The championship game will be played on December 5, 2014. It will feature the highest ranked teams from two division championships.

===Week 15 (Pac-12 Championship Game)===

| Date | Time | Visiting team | Home team | Site | TV | Result | Attendance | Ref. |
| Friday, December 5 | 6:00 p.m. | No. 8 Arizona | No. 3 Oregon | Levi's Stadium • Santa Clara, California (Pac-12 Championship Game) | FOX | ORE 51–13 | 45,618 |  |
^{#}Rankings from AP Poll released prior to game.

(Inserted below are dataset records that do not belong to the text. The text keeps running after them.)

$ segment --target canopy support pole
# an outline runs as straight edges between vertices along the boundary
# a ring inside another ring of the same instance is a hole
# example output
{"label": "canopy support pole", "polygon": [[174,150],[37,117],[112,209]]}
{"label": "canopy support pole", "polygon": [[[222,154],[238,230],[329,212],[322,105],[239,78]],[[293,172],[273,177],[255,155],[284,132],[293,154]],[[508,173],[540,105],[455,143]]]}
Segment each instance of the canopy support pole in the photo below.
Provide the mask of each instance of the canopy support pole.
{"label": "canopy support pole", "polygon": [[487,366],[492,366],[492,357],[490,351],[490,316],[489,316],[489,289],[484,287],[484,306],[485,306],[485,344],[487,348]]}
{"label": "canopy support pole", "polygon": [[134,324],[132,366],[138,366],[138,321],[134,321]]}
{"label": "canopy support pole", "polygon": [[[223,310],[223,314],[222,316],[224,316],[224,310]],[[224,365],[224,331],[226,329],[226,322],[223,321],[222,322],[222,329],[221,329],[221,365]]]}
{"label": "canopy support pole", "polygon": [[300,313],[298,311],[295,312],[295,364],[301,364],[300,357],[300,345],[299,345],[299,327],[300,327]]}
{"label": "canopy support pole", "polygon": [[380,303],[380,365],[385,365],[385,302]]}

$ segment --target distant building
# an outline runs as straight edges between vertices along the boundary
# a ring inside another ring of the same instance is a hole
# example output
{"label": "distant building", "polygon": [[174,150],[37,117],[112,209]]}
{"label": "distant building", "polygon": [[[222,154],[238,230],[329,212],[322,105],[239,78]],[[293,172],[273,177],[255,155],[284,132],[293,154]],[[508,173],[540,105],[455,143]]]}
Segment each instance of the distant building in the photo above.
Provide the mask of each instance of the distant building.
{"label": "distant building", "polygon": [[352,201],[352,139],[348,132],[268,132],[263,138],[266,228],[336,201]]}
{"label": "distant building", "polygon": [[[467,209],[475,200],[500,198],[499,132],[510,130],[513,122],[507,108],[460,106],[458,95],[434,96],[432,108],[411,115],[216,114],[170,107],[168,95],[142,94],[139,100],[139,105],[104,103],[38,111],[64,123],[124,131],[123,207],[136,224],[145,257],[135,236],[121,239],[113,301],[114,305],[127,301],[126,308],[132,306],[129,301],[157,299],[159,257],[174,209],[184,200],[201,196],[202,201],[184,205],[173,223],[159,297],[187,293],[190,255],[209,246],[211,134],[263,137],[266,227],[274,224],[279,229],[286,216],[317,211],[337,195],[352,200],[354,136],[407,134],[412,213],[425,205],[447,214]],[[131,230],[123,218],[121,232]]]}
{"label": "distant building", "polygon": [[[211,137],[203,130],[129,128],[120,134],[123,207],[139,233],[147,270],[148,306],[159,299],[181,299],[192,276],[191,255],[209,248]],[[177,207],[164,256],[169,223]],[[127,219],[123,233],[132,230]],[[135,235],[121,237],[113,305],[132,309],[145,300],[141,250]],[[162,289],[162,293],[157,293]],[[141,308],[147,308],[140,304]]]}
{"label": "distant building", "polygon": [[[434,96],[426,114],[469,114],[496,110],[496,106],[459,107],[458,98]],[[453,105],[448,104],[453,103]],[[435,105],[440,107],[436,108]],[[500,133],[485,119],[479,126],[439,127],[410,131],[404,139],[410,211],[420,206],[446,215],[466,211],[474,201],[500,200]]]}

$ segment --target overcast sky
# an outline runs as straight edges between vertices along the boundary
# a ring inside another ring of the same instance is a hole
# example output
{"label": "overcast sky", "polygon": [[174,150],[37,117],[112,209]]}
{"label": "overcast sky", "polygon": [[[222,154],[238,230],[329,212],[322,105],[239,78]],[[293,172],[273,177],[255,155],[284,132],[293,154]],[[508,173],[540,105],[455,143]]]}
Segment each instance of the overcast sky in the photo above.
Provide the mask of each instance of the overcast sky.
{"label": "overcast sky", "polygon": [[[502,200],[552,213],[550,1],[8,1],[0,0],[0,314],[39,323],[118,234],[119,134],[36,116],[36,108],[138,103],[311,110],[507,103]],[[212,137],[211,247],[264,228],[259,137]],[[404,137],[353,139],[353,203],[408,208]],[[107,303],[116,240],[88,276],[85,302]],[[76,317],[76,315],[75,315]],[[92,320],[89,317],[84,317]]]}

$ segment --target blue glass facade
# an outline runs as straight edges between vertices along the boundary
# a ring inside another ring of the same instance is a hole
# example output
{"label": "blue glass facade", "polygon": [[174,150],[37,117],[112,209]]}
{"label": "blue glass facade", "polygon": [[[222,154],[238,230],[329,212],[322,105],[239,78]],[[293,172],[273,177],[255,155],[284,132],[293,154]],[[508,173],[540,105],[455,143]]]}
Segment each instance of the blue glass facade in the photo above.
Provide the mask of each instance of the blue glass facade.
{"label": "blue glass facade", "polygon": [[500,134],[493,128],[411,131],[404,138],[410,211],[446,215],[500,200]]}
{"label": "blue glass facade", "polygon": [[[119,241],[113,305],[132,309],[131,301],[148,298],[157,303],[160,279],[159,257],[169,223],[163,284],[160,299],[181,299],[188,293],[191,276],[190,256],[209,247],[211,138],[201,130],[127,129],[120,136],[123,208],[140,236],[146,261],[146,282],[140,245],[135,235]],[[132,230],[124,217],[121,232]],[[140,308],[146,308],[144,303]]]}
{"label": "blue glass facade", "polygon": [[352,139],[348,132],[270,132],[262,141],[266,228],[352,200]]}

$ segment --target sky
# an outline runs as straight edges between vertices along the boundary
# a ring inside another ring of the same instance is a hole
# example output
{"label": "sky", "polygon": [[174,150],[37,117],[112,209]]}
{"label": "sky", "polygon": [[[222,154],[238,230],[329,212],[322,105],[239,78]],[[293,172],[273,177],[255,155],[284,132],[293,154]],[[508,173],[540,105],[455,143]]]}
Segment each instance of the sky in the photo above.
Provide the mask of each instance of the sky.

All times are in Pacific Time.

==Postseason games==
Following the 2014 regular season the Pac-12 had all eight of its bowl eligible teams selected to play in a post-season bowl game. The two marque match ups will be the Rose Bowl, in which the Oregon Ducks will face off against the Florida State Seminoles in the semi-finals of the College Football Playoff and the Fiesta Bowl, in which the Arizona Wildcats will face off against Mountain West Conference champions, Boise State. Overall, the Pac-12 will see two bowl games each against the ACC, Big Ten, Big 12 and Mountain West Conferences.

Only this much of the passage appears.